The history of psychology is at one and the same time about what people are thought to share by virtue of a common nature, and how they are thought to differ by virtue of group or individual characteristics. Psychology has never been neutral, because classifying people by difference is the way social values are embedded in policy and action. European countries sought world empires, struggled for national or ethnic dominance, and ordered society by class and gender, and this involved drawing on as well as reinforcing psychology. Psychology provided the language with which to debate similarity and difference. Arguments about what people owe to an original nature as opposed to civilization, or to nature as opposed to nurture, have been a recurrent part of European as well as North American political discourse.

Much of what we associate with psychology is new.

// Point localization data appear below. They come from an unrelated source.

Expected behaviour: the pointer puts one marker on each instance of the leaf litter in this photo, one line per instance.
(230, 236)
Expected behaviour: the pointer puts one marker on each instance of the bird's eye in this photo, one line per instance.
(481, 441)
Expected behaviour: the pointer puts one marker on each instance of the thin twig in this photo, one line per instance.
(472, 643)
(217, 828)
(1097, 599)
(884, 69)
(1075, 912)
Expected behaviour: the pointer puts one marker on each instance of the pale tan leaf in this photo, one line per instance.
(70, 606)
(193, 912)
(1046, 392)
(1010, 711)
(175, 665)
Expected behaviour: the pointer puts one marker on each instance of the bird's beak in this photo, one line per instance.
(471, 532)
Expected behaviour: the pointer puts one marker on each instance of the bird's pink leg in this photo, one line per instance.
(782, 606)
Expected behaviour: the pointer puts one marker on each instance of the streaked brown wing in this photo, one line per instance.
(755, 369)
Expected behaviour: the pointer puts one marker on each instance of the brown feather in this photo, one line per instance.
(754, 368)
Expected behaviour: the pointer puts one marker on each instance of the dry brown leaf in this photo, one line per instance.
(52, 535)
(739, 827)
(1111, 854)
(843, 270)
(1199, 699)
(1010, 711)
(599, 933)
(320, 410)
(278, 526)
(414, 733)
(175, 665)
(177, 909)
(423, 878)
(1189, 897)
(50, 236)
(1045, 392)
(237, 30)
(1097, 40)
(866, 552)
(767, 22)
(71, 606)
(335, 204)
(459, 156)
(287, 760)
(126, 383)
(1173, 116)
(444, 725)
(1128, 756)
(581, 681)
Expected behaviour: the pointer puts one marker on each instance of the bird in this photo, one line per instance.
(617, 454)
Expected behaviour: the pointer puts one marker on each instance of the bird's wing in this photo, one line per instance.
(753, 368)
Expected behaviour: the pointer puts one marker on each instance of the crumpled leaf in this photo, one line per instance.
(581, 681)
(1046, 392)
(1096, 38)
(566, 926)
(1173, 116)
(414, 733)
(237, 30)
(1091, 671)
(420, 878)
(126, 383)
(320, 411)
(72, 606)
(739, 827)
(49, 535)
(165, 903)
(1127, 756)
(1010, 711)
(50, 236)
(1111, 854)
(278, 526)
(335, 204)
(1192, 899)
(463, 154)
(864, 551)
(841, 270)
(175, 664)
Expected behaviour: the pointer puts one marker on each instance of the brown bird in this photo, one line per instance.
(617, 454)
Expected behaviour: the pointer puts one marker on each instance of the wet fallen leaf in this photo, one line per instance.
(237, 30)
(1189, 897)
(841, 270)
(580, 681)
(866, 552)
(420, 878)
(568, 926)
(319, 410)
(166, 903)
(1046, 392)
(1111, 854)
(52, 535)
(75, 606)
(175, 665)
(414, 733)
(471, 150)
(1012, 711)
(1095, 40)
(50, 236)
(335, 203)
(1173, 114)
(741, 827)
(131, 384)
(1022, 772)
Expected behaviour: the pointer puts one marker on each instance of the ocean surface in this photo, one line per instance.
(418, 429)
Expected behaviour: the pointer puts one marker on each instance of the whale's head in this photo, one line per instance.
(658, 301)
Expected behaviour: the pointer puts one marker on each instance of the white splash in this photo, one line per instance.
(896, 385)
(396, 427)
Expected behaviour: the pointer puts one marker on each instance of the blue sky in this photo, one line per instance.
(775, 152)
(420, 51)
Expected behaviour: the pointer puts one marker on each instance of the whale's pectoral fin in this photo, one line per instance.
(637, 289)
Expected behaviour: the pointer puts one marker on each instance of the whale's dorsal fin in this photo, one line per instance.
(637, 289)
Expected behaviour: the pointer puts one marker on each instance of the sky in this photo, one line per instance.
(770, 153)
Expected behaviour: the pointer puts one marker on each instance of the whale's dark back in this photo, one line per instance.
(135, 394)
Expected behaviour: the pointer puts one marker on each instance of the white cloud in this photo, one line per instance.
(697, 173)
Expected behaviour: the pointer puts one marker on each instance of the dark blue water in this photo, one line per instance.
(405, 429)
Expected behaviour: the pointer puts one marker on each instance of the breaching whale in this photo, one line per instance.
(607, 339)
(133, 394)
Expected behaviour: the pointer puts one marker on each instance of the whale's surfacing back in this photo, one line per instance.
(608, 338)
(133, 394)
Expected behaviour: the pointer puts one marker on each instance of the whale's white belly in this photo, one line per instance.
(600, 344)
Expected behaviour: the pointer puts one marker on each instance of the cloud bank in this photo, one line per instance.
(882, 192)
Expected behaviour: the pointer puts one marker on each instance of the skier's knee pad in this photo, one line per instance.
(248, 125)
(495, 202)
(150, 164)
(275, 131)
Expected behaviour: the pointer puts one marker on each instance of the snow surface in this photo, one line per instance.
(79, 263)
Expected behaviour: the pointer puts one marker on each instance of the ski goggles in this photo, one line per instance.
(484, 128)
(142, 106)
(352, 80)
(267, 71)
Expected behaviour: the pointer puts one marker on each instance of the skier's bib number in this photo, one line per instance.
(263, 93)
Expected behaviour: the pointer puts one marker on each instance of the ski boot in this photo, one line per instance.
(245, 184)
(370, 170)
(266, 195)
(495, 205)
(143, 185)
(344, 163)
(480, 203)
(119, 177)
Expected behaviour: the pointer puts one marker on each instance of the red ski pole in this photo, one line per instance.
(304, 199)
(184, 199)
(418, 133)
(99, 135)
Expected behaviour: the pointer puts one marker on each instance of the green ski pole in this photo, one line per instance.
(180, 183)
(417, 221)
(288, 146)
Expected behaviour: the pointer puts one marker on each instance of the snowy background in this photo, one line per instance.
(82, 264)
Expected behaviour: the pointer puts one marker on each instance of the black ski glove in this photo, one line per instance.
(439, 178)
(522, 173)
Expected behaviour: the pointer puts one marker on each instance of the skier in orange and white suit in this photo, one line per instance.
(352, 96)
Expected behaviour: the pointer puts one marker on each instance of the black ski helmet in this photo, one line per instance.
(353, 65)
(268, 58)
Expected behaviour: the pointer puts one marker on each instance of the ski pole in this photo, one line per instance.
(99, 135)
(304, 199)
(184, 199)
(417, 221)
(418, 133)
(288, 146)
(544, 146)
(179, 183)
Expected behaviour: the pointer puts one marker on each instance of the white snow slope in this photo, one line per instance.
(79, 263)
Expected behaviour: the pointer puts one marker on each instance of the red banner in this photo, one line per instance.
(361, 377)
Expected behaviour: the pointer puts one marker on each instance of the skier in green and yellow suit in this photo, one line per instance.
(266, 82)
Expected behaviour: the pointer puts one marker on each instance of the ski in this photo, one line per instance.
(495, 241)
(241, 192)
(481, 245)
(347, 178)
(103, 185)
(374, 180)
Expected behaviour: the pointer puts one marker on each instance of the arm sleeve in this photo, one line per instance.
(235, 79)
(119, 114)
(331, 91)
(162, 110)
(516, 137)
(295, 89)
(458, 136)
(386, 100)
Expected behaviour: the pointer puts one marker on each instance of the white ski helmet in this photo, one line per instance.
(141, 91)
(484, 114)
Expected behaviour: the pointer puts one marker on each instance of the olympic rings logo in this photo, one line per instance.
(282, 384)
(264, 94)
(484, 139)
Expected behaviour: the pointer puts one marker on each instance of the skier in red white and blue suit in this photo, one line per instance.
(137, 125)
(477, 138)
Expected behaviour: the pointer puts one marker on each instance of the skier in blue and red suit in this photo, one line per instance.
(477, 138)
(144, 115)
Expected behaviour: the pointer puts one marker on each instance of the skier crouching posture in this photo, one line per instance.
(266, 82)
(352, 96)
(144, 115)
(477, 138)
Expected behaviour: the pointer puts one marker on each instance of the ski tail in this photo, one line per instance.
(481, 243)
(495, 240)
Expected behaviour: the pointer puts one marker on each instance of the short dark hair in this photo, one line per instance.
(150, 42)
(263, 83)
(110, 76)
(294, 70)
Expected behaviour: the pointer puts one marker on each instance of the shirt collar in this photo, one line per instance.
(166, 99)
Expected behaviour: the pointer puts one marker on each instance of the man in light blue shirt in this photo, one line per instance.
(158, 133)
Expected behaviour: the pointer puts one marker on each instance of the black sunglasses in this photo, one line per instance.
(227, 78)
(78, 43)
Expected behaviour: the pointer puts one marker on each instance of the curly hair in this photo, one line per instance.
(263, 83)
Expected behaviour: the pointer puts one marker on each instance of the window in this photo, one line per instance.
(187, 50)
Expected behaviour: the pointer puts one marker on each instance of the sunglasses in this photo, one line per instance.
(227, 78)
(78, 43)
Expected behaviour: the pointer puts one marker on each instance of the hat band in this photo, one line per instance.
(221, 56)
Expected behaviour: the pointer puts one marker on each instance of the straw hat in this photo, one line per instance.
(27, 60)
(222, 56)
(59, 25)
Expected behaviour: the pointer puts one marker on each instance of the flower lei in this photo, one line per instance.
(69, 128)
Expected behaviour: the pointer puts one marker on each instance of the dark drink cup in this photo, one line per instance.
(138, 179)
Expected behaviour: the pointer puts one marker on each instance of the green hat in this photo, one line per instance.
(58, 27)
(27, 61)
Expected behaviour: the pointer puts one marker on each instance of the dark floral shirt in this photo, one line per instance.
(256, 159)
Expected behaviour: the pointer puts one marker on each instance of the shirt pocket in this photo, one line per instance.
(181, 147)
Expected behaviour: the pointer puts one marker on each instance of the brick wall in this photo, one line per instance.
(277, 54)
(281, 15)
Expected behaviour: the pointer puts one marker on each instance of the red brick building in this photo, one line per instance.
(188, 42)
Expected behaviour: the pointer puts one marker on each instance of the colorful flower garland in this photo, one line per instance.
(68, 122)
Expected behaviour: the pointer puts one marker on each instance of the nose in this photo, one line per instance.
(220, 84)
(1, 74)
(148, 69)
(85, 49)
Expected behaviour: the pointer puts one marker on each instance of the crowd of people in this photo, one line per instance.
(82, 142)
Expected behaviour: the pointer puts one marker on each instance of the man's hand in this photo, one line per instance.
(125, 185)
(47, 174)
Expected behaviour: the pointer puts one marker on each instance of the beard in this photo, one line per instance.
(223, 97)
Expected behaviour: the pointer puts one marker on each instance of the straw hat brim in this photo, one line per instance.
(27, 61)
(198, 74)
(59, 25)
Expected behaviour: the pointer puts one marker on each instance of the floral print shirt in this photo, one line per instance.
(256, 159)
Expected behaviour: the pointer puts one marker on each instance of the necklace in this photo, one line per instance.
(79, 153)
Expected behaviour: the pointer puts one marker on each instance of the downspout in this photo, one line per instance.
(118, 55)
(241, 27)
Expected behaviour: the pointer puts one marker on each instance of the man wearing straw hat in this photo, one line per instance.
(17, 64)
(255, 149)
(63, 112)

In the twentieth-century West there was a marked emphasis on individual qualities and individual subjective experience as the basic fabric on which society is built and in relation to which values must be judged. This stress on the value of individual people and their psychological world correlates with the spread of democracy in politics and competitive individualism in economic life. For example, voting in democratic societies is designed to decide issues according to the sum of individual preferences. Critics therefore draw on descriptions of earlier ways of life in which what was of value in a person was not individual feelings or preferences but rather her or his place in civic society, in God's plan, or in the progress of humanity.

In this regard the Renaissance appears to mark a decisive shift. Early Christians stressed the life and salvation of the individual soul, and Roman law recognized the dignity and responsibility of the individual person. In Europe between 1450 and 1650, however, there is evidence for a new self-consciousness about how subjective life distinguishes people as individuals. The portrait and the self-portrait became genres of painting; autobiography, letters, diaries, and religious interrogation of the soul spread as forms of communication with other people and—more distinctively—with one's self; and essays and philosophy emphasized individual experience as authority for knowledge. In the eighteenth century, the novel began to provide people with a way to fashion their own lives and sensibility. This culminated in romanticism, the Europe-wide culture that established a lasting commitment to individual feeling and creativity and set up the image of artistic genius as a model. If early-nineteenth-century language stressed the richness of the human soul in Christian terms, it also valued the emotional and sensuous experience of embodied individuals.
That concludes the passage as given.